There is a small hole at the bottom of tank filled with water. If total pressure at the bottom is `3 atm(1 atm=10^(5)Nm^(-2))`, then find the velocity of water flowing from hole.

To find the velocity of water flowing from a hole at the bottom of a tank filled with water, we can use the principle of fluid dynamics, specifically Torricelli's theorem.
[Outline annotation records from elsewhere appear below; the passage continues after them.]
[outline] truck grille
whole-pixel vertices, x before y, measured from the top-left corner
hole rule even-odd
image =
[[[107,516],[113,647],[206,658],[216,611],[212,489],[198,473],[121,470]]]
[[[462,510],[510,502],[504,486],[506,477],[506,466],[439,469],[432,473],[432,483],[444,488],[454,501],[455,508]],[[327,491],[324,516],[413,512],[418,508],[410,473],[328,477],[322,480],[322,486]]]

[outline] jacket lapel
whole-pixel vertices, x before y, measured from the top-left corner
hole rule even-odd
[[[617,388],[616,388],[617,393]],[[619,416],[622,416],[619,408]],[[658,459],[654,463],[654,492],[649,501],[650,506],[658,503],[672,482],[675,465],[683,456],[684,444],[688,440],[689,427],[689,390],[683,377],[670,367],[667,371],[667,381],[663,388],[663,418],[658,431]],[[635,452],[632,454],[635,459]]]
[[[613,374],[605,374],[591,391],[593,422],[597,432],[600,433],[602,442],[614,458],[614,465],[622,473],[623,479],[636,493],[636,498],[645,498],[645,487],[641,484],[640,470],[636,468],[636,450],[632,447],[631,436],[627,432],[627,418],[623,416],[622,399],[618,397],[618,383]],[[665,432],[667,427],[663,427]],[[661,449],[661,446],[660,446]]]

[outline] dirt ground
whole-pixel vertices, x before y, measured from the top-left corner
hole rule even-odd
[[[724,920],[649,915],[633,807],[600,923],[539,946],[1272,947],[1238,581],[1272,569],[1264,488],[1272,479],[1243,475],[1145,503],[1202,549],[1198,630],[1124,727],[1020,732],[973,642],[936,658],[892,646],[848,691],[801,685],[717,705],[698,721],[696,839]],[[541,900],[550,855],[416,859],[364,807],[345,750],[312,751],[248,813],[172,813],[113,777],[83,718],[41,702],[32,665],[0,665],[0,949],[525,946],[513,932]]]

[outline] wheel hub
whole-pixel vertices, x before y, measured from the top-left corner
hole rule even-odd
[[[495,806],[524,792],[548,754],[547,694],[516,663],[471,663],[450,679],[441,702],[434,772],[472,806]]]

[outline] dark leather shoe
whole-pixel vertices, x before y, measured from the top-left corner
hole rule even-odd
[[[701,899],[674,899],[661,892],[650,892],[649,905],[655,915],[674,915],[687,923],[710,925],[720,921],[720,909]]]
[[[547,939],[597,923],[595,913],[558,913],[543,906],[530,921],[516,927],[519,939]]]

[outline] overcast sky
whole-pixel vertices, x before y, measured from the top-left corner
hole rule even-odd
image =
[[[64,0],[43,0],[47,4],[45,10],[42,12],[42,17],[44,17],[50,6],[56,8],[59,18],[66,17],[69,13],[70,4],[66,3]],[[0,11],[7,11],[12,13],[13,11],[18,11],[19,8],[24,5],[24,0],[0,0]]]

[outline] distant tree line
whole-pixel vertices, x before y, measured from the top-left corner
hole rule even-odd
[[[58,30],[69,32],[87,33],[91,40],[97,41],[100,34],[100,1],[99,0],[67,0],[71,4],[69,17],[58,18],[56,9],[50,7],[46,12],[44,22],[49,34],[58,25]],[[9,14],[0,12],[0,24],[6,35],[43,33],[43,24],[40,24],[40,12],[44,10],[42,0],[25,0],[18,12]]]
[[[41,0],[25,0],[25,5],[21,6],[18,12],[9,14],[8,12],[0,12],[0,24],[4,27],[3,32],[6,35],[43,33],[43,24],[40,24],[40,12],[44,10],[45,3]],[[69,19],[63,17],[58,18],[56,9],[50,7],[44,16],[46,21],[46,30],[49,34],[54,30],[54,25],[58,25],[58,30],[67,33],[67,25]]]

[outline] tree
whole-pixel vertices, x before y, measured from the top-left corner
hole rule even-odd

The velocity of the fluid can be derived from the pressure difference. ### Step-by-Step Solution: 1. **Identify the Given Data**: - Total pressure at the bottom of the tank, \( P = 3 \, \text{atm} \) - 1 atm = \( 10^5 \, \text{N/m}^2 \) - Density of water, \( \rho = 10^3 \, \text{kg/m}^3 \) 2. **Convert Pressure to SI Units**: - Total pressure at the bottom in SI units: \[ P = 3 \, \text{atm} = 3 \times 10^5 \, \text{N/m}^2 \] 3. **Calculate the Pressure at the Surface**: - The pressure at the surface of the water is 1 atm, which is: \[ P_{\text{surface}} = 1 \, \text{atm} = 1 \times 10^5 \, \text{N/m}^2 \] 4. **Determine the Change in Pressure**: - The change in pressure (\( \Delta P \)) that causes the water to flow out of the hole is given by: \[ \Delta P = P - P_{\text{surface}} = (3 \times 10^5) - (1 \times 10^5) = 2 \times 10^5 \, \text{N/m}^2 \] 5. **Use the Bernoulli's Equation to Find Velocity**: - According to Bernoulli's principle, the velocity (\( V \)) of the fluid can be calculated using the formula: \[ V = \sqrt{\frac{2 \Delta P}{\rho}} \] 6. **Substitute the Values**: \[ V = \sqrt{\frac{2 \times (2 \times 10^5)}{10^3}} = \sqrt{\frac{4 \times 10^5}{10^3}} = \sqrt{4 \times 10^2} = \sqrt{400} = 20 \, \text{m/s} \] 7. **Conclusion**: - The velocity of water flowing from the hole at the bottom of the tank is \( 20 \, \text{m/s} \).